Phoenix era con Dyana mentre veniva trasmessa la notizia al telegiornale. I due si erano allontanati da soli, in macchina. Volevano rimanere lontani da ogni responsabilità. Lei aveva parcheggiato in un posto più nascosto, dietro la stazione, in uno spiazzo adibito al deposito delle merci pesanti che arrivavano dall'esterno di Steeland. Non c'era niente, solo un chilometro in larghezza e lunghezza di asfalto bruciato dal sole e interrotto da qualche piantina caparbia che spuntava dalle fessure del cemento. Il loro sesso risolveva tutti i problemi. Dyana iniziò a slacciarsi il reggiseno difronte agli occhi di Phoenix, che le mise immediatamente le mani addosso. Afferrò i suoi fianchi come ancore di salvataggio, impresse le dita sulla sua pelle, come a volerle trapassare la carne e congiungere gli indici con i pollici. Quella ragazza bruciava come lava, come uno dei suoi peccati.

-Cosa farai quando Ellen finirà dentro? Come farai a scappare con tutta quella droga? Ci hai mai pensato davvero?- disse mentre ansimava, spingendogli la testa in basso, tra le gambe aperte.

Phoenix le prese una caviglia e gliela portò sullo schienale del sediolino, per poterla sfogliare meglio –Ho un amico che potrebbe aiutarmi a passare indenne la frontiera, e ho già pensato a un nascondiglio una volta fuori- affondò la lingua tra le sue pareti strette e umide, una pellicola calda e scivolosa.

Phoenix voleva scappare, ma aveva lasciato aperta la porta del suo passato, i mostri che pensava di aver ucciso continuavano a perseguitarlo.

Neppure il sesso con Dyana sanò i suoi problemi. Aveva un chiodo fisso in mente, che fu il motivo per cui quella notte camminò a piedi fino a casa di Ashton. Odorava ancora di fumo e sesso, era confuso, ma aveva una meta. Una volta sotto la sua finestra, si mise a lanciare sassolini contro il vetro.

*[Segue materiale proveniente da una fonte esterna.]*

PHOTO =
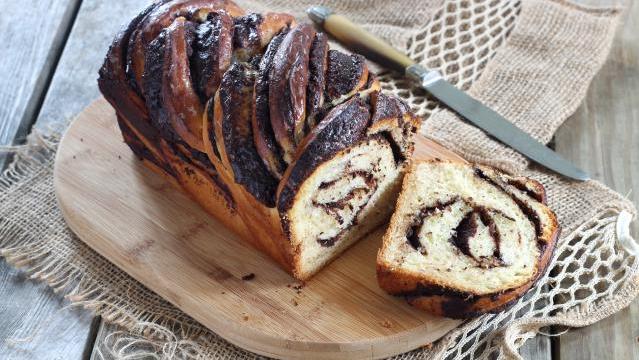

Ashton si affacciò –Cosa ci fai qui? Vai via, è tardi- era ancora provato dall'interrogatorio e dall'arresto di sua madre.

-Per noi non è mai tardi- rise e corse verso il muro, ci posò il petto contro e guardò in alto –Se entro cinque minuti non sei qui, mi metto a urlare e sveglio il vicinato.-

Ashton roteò gli occhi e chiuse la finestra. Si mise una maglia e un pantalone della tuta, scese le scale e aprì la porta di casa. Si avvolse le braccia attorno al corpo, come faceva sempre, in quella posa difensiva. Phoenix gli corse incontro e gli mise le mani sulle spalle, gli fece fare una giravolta e continuò a ridere ad alta voce, malgrado Ashton cercasse di fargliela abbassare.

-Come devo dirti di stare zitto?- rideva anche lui, nascosto dietro la maglia alzata sulla bocca –Si può sapere cosa vuoi?-

-Stare con te- rispose Phoenix, che corse verso la sua moto. Agitò un casco e due secondi dopo sfrecciavano per l'autostrada.

Giocare ad essere felici, quella notte non c'era neppure bisogno di impegnarsi. Stava crescendo una rosa nel deserto dei loro cuori, aveva le radici nel loro amore.

Phoenix andava veloce e Ashton strizzava gli occhi.

-Hai paura?- chiese, accelerando.

-Finché ci sei tu non provo nessuna paura- rispose al suo orecchio, perché potesse ascoltare meglio la sua voce spezzata dal vento.

Con la moto Phoenix raggiunse la cima della collina. Il cielo carico di stelle vibrava su di loro. Scesero entrambi e si sedettero sull'erba.

-Domani avrò il cuore infranto- disse Ashton, accarezzando i fili verdi tra le sue gambe.

-I cuori sono fatti per essere infranti.-

Ashton guardava il ragazzo e si rendeva conto che aveva solo due alternative: rinunciare a lui o a se stesso.

Il corpo scuro e massiccio di Phoenix riluceva sotto la luna. Si sporse in avanti e lo baciò. Lui si ritrasse per qualche secondo, la bocca gli tremava come una farfalla.

Il domani non esisteva. Il problema di trovare un posto nel mondo era sparito. Con la luce del giorno sarebbero morti.

Ashton aveva le lacrime sulle guance, con i mattoni del suo dolore si era costruito una casa. Innamorato della tristezza era tra le braccia di Phoenix, non esisteva altro posto nel mondo per lui.

-Sei mio fratello, non possiamo- stabilì Phoenix.